What happens if you make a bad decision?
I highlight this point specifically because we made the wrong choice prior to discovering Chartio, and had to live with the consequences. We also found that a completely exhaustive review of every single aspect of every single product that might just be the right one is totally impossible. Maybe you have that kind of time, and if so then use it. But if you are like us, you need to make a decision on somewhat incomplete information.
To mitigate the risk of a bad decision:
- Extended trials. If you have the time to invest in deeper proof-of-concept exercises, many vendors will extend their trial period if they know they are in the running in a small field of competitors. Remember the sales stages and play the game.

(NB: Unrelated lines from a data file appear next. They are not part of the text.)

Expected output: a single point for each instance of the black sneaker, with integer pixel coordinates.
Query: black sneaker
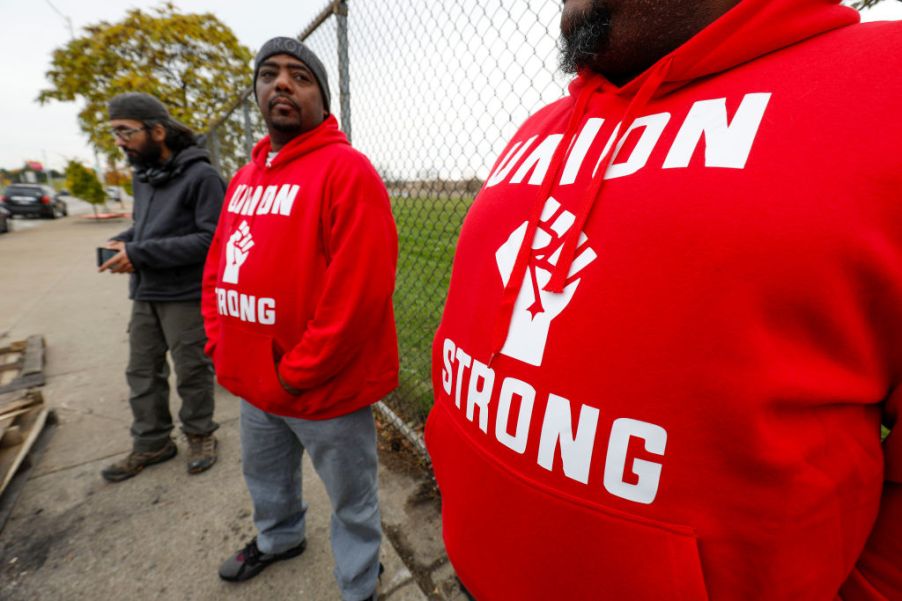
(135, 462)
(201, 452)
(250, 561)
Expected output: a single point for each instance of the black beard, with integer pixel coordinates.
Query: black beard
(147, 156)
(286, 127)
(586, 35)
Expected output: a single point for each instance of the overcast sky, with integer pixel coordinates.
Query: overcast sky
(32, 29)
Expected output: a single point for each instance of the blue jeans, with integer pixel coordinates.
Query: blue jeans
(343, 451)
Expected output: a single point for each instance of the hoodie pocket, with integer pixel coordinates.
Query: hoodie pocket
(245, 366)
(510, 537)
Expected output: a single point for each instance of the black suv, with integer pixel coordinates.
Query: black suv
(33, 199)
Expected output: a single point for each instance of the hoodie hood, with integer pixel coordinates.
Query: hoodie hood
(157, 176)
(324, 134)
(749, 30)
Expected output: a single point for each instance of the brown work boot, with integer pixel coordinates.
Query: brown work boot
(201, 452)
(137, 461)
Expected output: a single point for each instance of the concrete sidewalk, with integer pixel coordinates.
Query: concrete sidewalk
(162, 534)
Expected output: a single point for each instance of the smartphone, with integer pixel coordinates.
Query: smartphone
(105, 254)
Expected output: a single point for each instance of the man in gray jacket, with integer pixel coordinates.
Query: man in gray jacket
(178, 196)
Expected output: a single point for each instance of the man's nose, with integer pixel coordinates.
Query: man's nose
(283, 80)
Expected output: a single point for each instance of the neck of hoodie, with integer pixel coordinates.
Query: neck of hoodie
(749, 30)
(324, 134)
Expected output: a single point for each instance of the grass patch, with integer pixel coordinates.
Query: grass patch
(428, 228)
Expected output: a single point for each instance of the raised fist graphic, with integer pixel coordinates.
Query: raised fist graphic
(237, 249)
(535, 308)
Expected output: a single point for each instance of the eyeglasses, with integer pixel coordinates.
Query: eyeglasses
(125, 133)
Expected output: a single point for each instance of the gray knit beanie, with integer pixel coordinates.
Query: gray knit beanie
(137, 106)
(292, 47)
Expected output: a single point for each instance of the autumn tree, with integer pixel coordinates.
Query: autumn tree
(192, 62)
(83, 183)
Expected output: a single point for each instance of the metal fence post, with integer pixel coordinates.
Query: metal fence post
(344, 75)
(215, 149)
(248, 135)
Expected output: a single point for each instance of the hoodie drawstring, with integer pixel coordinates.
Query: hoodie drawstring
(518, 273)
(571, 238)
(568, 252)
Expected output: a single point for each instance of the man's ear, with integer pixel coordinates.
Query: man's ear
(158, 132)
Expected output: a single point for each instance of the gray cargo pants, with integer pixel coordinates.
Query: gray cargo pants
(154, 329)
(343, 451)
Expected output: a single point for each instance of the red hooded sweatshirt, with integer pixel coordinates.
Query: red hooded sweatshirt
(676, 389)
(299, 279)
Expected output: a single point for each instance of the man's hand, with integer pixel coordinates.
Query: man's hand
(119, 263)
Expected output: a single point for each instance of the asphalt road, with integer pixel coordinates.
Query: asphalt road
(161, 535)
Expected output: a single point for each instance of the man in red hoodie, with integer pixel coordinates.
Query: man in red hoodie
(674, 324)
(297, 303)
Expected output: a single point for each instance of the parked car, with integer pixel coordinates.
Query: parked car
(114, 193)
(33, 199)
(4, 220)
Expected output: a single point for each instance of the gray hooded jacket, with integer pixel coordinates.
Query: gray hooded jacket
(174, 221)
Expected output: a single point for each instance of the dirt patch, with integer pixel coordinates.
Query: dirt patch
(422, 509)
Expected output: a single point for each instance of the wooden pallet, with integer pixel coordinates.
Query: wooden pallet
(22, 365)
(22, 417)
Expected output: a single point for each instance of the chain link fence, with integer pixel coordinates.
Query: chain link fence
(430, 92)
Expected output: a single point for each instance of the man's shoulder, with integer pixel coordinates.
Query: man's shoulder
(200, 170)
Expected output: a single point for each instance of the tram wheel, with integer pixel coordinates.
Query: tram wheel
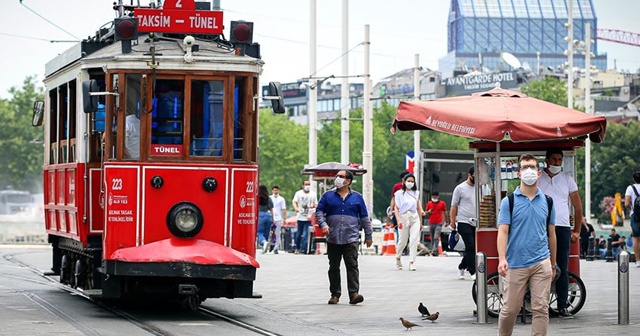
(576, 298)
(80, 274)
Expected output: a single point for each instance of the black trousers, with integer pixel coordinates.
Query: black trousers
(348, 252)
(468, 233)
(563, 239)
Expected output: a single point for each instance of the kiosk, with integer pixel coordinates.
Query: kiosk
(503, 125)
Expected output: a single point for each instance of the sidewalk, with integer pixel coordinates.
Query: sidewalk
(297, 286)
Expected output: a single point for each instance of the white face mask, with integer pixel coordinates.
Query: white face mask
(555, 169)
(529, 176)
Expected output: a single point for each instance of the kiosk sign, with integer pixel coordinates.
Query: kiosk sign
(179, 16)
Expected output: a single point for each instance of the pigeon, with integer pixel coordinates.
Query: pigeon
(423, 310)
(408, 324)
(432, 317)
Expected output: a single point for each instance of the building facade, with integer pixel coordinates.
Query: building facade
(480, 32)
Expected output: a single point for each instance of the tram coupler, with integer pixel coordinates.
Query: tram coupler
(187, 289)
(623, 288)
(481, 286)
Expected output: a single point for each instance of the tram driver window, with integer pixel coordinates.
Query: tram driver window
(167, 113)
(207, 98)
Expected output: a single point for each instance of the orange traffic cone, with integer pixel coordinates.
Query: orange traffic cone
(389, 243)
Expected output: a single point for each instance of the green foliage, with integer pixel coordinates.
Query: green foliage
(20, 143)
(548, 89)
(612, 162)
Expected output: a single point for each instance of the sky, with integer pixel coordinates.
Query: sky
(399, 30)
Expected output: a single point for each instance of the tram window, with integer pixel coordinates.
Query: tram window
(239, 108)
(132, 119)
(207, 123)
(167, 113)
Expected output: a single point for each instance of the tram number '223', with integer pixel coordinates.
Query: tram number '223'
(116, 184)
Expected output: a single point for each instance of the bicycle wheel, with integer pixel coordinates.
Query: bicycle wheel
(575, 300)
(494, 294)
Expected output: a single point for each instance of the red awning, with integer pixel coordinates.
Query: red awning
(499, 115)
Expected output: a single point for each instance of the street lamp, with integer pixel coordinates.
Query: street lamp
(585, 48)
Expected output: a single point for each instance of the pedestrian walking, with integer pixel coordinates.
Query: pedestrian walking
(341, 215)
(408, 210)
(564, 191)
(303, 201)
(279, 215)
(463, 219)
(526, 250)
(437, 212)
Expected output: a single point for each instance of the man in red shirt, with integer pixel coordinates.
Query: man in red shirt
(392, 205)
(437, 211)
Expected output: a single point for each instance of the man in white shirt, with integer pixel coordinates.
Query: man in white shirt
(564, 191)
(279, 214)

- Avoid doing too much in the tool. It is easy to forget that these feature-rich tools should be focused on presenting data. Doing too much data modeling or manipulation in the BI tool creates lock-in. Keeping these other responsibilities in your data warehouse prevents you from becoming overly dependent on the presentation tool. Focus on your critical criteria, and be selective about what makes something critical.
- Remember the implementation cost. Costs of standing up a new BI tool are usually about the same as the cost of the tool itself. So plan for 2x whatever the price tag before you will see any return on investment from the tool.
- Have backup plans. If the tool does not deliver as advertised, what then? Often in business there are less optimal ways to accomplish something that you can use as a plan B. For example, we often embed custom visualizations. Our plan B was modifying our custom visualization server to overcome some limitations of a product we chose. Our costs increased, but it wasn’t the end of the world.